Gocce di sangue gli schizzarono il volto.

Vide il suo attendente, lì appresso, stramazzare al suolo con le mani che si stringevano la gola nel vano tentativo di richiudere il rosso squarcio dal quale, assieme al sangue, gli fuoriusciva la vita. Dietro, in piedi, stava il Gran Maestro Giovanni, una sottile daga insanguinata stretta nella mano destra, mentre la sinistra teneva il cofanetto della preziosa mappa. Sul suo volto era dipinta l'espressione del gatto che tiene tra gli artigli il topo.
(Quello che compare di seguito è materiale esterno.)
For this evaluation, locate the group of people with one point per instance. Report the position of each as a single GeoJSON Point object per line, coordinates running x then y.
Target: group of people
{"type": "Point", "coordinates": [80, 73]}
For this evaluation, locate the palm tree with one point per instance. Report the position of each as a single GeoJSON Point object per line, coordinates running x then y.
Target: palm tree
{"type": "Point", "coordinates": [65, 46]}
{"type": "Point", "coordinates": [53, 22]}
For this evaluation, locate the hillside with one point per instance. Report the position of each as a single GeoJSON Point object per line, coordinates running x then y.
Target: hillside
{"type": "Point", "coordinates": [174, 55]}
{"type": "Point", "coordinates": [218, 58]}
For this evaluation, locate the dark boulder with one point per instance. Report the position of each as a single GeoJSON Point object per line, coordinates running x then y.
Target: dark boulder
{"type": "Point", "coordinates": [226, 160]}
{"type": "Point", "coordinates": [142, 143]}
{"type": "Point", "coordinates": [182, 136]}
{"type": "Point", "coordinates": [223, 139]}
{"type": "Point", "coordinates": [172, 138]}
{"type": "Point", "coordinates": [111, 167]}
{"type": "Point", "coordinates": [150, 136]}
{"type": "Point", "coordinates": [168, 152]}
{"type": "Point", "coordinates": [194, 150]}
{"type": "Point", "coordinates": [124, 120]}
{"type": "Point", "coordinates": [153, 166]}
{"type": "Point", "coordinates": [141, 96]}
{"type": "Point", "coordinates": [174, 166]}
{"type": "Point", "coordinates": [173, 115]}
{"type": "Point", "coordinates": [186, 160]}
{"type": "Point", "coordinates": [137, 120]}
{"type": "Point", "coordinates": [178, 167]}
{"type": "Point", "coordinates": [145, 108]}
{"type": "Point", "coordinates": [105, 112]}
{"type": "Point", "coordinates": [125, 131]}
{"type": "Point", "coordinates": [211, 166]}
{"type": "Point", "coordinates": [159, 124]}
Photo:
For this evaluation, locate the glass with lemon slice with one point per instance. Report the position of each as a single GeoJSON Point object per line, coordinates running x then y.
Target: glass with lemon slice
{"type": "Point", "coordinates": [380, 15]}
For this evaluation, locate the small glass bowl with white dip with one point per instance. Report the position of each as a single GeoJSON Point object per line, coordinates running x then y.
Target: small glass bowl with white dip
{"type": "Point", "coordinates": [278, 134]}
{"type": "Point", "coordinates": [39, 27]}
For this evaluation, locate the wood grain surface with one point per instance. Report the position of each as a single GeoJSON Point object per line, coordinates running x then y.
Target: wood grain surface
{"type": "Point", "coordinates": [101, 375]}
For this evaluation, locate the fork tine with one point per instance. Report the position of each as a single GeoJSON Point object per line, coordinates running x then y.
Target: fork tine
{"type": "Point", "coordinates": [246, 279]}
Diversi dardi sibilarono nell'aria, scoccati dalle balestre di un gruppo di armigeri nascosto all'ombra dei pini marittimi. I corpi dei bizantini caddero sulla sabbia, che bevve avidamente il sangue sparso. Gli ultimi due soldati romei ancora in piedi furono uccisi dalle spade dei cavalieri dell'Ordine che accompagnavano il Gran Maestro. L'intero, fulmineo massacro era durato meno di dieci secondi.

Niceforo Paleologo, tremante, tentò di arretrare da dove si trovava. Incespicò nella sedia da campo e cadde a terra, riverso sulla schiena. Lo scudiero del Dandolo gli pose un piede sul petto, trattenendolo al suolo, e gli punto la spada alla gola. «Ti arrendi?» chiese in tono ironico.

I balestrieri dell'Ordine uscirono dai propri nascondigli e li raggiunsero, mentre Giovanni Dandolo scrutava il mare. Non una goccia di sudore gli imperlava il volto, nessun tremito lo scuoteva né il respiro rilassato dava la minima impressione che avesse appena sgozzato un uomo.

La parte centrale del dromone aveva preso fuoco. L'incendio s'era avviluppato all'albero, alle sartie ed alla vela ammainata; più in basso, implacabile, avanzava lentamente, accingendosi a divorare sia la prua che la poppa dell'imbarcazione bizantina, fino a quel momento ancora illese. La galea veneziana, frattanto, i remi che si muovevano rapidi e all'unisono, stava effettuando una ampia curva che, oltrepassata la poppa bizantina, l'avrebbe portata fianco a fianco alla murata del dromone, alla portata del tiro dei balestrieri veneziani. Gli arcieri continuavano, dal canto loro, a lanciare frecce incendiarie contro la nave nemica, dalla quale, sempre più numerose, piccole figure nere si gettavano in mare, alcune avvolte dalle fiamme.

«Prendete tutto: tavolo, sedie, tenda e drappi. Bruciateli e gettateli poi in acqua» ordinò il Gran Maestro.

«E i loro cavalli, mio signore?».

«Li portiamo con noi».

Prese a camminare sulla sabbia per raggiungere le cavalcature. Gli armigeri dell'Ordine fecero bruscamente alzare Niceforo Paleologo, il quale ancora stentava a capacitarsi di essere vivo, per legargli le mani.

«Tu mi hai tradito!» trovò la forza di gridare al candido strascico svolazzante del Gran Maestro, che s'allontanava dandogli la schiena. Una risata di scherno scosse Giovanni Dandolo, senza che egli arrestasse il cammino o si girasse. Gli arrivarono però le sue parole: «Credevi davvero che mi sarei lasciato coinvolgere nel tuo ingenuo e sconclusionato piano? Sciocco amico mio...». Il tono era quasi compassionevole.

«Bastardo! – urlò Niceforo con la forza della disperazione – Che ne farai di me!?».

La bianca figura allora si fermò, voltandosi lentamente. Gli imperscrutabili occhi verdi e rame che lo trafiggevano da parte a parte, le labbra chiuse in una smorfia indecifrabile. Brividi corsero lungo la schiena del Paleologo.

«Non so, ancora non ho deciso» si limitò a dire Giovanni, lentamente, come se stesse emettendo una sentenza ineluttabile per pronunciare la quale ci si poteva prendere tutto il tempo necessario. Voltatosi nuovamente, riprese a camminare, celando un ghigno di soddisfazione.

Sapeva esattamente che cosa ne avrebbe fatto di lui.